Les nouvelles techniques de sélection végétale dans une impasse réglementaire en Europe ?

Cet article a été écrit par David Spencer  et Jana Gäbert et est paru sur le site OkroProgr. 


Régulation des Nouvelles Techniques Génomiques : attention aux petits caractères !

Le 7 février 2024, une majorité au Parlement européen a voté en faveur de la re-régulation des plantes produites à l’aide de Nouvelles Techniques Génomiques (NGT). Ce qui représentait un revers pour de nombreuses organisations environnementales en termes de liberté de choix a été perçu par d’autres comme une réforme tant attendue basée sur un consensus scientifique. Cependant, la proposition législative de la Commission européenne n’a pas été adoptée sans amendements. Au contraire, à travers de nombreuses modifications, le texte autrefois progressiste pourrait se transformer en un “Acte d’Ingénierie Génétique 2.0”. 

Les Amendements : Un nouveau monstre bureaucratique ?

Dans la version originale de la proposition de la Commission, les facilitations importantes concernant la procédure d’approbation étaient explicitement rédigées uniquement pour les plantes de la catégorie NGT-1. Cette catégorie inclut toutes les plantes qui pourraient également être obtenues à l’aide de techniques conventionnelles. Le texte de loi décrit comme “équivalentes à conventionnelles”, par exemple, l’altération jusqu’à 20 “lettres” d’ADN (nucléotides), la suppression de n’importe quel nombre de nucléotides ou l’insertion d’éléments d’ADN déjà présents dans le pool génétique de l’éleveur de l’espèce respective. Toutes les autres plantes entrent automatiquement dans la catégorie NGT-2 et continuent d’être traitées et réglementées comme des OGM. De plus, en raison du rejet de nouvelles techniques de sélection dans le secteur, l’utilisation des plantes NGT-1 a été interdite pour l’agriculture biologique. 

Cependant, cela n’était pas suffisant pour certains membres du Parlement : au total, plus de 300 propositions d’amendements ont été soumises (dont plus de 90 adoptées), principalement concernant l’étiquetage jusqu’au produit final et la traçabilité. La Commission devrait également rendre compte après sept ans d’une éventuelle introduction sur le marché des plantes NGT, sur l’évolution de la “perception des consommateurs et des producteurs”. Il y a eu un accord sur la non-brevetabilité, qui devrait s’appliquer à toutes les plantes NGT. 

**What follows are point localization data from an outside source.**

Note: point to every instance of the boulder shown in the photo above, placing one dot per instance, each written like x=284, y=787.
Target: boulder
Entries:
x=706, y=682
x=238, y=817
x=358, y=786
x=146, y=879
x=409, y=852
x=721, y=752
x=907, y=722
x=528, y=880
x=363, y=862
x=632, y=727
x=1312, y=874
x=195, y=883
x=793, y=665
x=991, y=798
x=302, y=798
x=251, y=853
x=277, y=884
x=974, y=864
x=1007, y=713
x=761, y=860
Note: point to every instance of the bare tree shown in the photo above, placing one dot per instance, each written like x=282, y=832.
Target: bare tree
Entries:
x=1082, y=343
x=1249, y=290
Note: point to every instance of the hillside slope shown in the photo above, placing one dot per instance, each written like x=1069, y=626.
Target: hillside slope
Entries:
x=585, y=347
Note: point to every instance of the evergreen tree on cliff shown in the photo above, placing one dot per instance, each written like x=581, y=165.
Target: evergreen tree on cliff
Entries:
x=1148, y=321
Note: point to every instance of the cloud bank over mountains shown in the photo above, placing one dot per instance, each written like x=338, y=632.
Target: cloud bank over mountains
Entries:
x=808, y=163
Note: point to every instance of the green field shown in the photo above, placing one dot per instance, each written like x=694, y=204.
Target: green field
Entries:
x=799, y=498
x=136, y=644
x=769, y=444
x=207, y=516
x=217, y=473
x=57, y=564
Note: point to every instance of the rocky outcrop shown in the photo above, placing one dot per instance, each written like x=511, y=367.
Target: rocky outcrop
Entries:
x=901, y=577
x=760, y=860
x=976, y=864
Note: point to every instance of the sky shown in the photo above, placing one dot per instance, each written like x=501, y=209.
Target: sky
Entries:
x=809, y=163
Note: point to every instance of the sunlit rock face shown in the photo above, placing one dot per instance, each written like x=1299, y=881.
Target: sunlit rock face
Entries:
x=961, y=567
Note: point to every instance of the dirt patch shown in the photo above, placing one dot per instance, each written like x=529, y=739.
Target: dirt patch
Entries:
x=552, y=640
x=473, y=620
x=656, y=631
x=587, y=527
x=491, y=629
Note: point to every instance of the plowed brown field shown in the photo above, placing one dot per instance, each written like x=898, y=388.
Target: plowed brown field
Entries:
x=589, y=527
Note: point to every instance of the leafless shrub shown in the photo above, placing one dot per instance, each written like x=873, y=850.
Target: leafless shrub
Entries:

C’est là le premier paradoxe : la proposition législative progressive ne devrait-elle pas réduire la bureaucratie pour les plantes NGT d’un certain type ? Ne devraient-elles pas abandonner le statut de “cultures OGM dangereuses” et être classées comme des races conventionnelles avec lesquelles elles sont sur un pied d’égalité ? Maintenant, un monstre bureaucratique encore plus grand pourrait se cacher dans l’ombre de l’élection plénière, remarqué seulement par ceux qui l’ont invoqué sous la forme d’amendements bloquants en phase d’essai. En fin de compte, une prophétie auto-réalisatrice pourrait conduire à ce que la loi provoque l’effet inverse de ce qu’elle était censée réaliser : seules les entreprises les plus grandes et les plus solides financièrement en bénéficieraient.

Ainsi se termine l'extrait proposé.